SOAS lecturer in Middle Eastern politics Laleh Khalili comments that:
“The Europeans and North Americans were happy to cooperate with and support Qaddafi as long as he fought Al-Qa’ida (however brutally) and provided access to resources; but he has always proved unreliable and unpredictable and even at the height of the hugging-and-kissing times, the Europeans were wary of him. They would much rather have a regime in power that is more predictable and “stable”, even if it is as brutal as the Qaddafi regime.”
Media Lens cite one 2007 Wikileaks cable hinting in this direction – noting that:
“those who dominate Libya’s political and economic leadership are pursuing increasingly nationalistic policies in the energy sector that could jeopardize efficient exploitation of Libya’s extensive oil and gas reserves. …”
One oil and gas trade publication supports this – telling readers:
“Libya’s upstream had begun to lose some of its lustre before the onset of violence in the country, and even a swift end to the current rebellion presents risks to foreign operators in the North African state. … Ongoing violence in Libya has begun to raise questions about the way forward for international oil companies (IOCs) in the restive North African state. Operators face an uncertain future even if a swift end to violence sees the Qadhafi regime remain in power.”

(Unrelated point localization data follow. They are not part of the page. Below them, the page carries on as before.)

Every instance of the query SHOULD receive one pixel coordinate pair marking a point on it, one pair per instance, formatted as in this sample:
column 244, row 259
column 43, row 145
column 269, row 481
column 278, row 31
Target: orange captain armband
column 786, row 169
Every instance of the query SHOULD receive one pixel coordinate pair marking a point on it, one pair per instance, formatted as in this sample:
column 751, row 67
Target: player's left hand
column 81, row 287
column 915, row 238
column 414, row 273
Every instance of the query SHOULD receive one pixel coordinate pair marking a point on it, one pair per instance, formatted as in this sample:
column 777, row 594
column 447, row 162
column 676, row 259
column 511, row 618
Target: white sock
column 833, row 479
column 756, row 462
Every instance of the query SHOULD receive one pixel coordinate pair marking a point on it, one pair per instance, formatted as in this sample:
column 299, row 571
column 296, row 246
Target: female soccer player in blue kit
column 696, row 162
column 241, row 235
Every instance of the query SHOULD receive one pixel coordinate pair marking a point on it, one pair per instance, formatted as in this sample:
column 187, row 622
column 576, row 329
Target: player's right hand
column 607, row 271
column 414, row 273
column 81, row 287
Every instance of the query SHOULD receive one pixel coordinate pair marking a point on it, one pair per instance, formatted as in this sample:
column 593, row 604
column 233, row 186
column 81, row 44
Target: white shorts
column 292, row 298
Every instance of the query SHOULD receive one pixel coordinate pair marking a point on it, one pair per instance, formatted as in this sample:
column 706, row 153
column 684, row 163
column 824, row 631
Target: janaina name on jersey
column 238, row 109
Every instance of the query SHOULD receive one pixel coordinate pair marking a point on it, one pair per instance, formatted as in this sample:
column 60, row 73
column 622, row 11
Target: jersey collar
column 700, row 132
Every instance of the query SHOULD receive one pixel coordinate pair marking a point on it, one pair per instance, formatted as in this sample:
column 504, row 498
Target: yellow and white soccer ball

According to the Middle East Reseach and Information Project, leaving the situation alone was beginning to look unappealing to Western interests:
“The balance of argument in the corridors of power was shifting to the judgment that neither Qaddafi nor the rebels would triumph: Rather, the most likely outcomes were a war of attrition or a partial regime reconquest bedevilled by a prolonged insurgency. … At the same time, the US was swinging to the view already held by France and other key European Union states: Such outcomes were intolerable, partly because oil flows might be interrupted, but more importantly because migrant flows might spike as Libya morphed into that Washington bugbear, the “failed state.”
The Financial Times has also noted the upward pressure on oil prices if Saudi production falls or “instability” spreads in the region. In the longer term, this threatens Western economic interests, as business reporter William Alden notes:
“If [oil] prices come back down after a short while, the impact on the U.S. economy is relatively limited,” said Gregory Daco, a senior economist in the U.S. macroeconomics group at IHS Global Insight, an economic and financial analysis firm. “However, if prices do stay at a higher level for six months to a year, the impact on growth can be relatively important.”